Durch die selektive Entnahme von Wasserstoffatomen aus dem Polyolefin gelang es den Chemikern, die Lebensdauer des Einwegkunststoffs in einen hochwertigen Kunststoff, ein so genanntes Ionomer, zu verlängern. Beliebte Ionomere sind SURLYNTM von Dow, ein beliebtes Material, das in einer Vielzahl von Lebensmittelverpackungen verwendet wird.

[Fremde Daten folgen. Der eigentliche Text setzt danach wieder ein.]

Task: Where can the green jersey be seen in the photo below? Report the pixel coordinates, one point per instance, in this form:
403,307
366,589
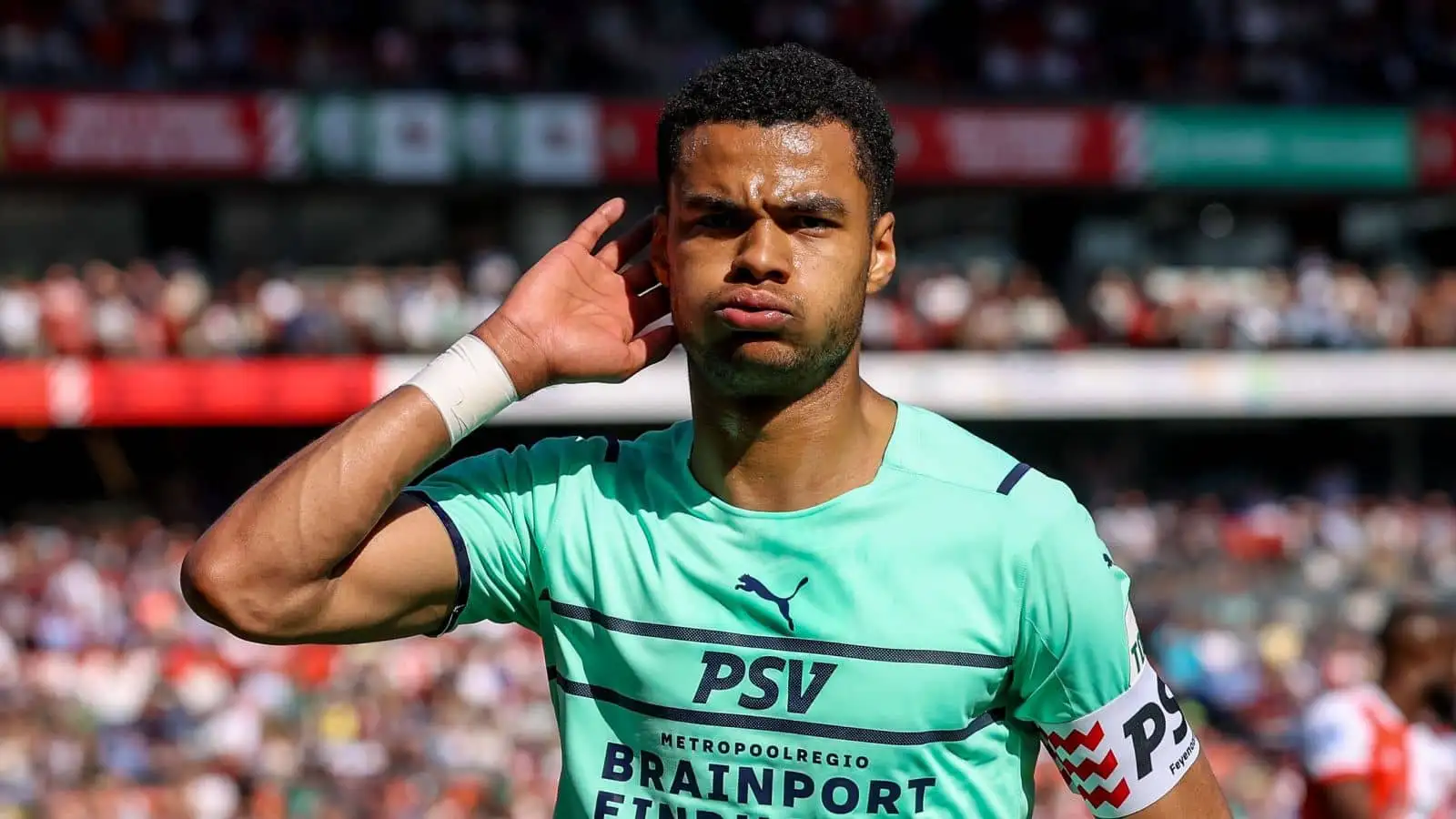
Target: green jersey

Der größte Teil des recycelten Kunststoffs wird zu minderwertigen Produkten wie Teppichen oder Polyesterkleidung weiterverarbeitet, die immer noch auf Mülldeponien landen können. Weggeworfene Kunststoffe in den Gewässern gefährden Meereslebewesen, wenn Schildkröten Plastik im Meer mit Nahrung verwechseln. Aber wenn die Chemie wiederholt auf Polymere angewandt werden kann, um sie immer wieder zu recyceln, „könnte das unsere Sichtweise auf Plastik verändern“, so Leibfarth. Zu den Koautoren der Studie gehören Timothy Fazekas, Jill W. Alty, Eliza K. Neidhart und Austin S. Miller. Die Studie wurde vom National Institute of General Medical Sciences, dem Air Force Office of Scientific Research, der National Science Foundation und dem UNC Department of Chemistry finanziert.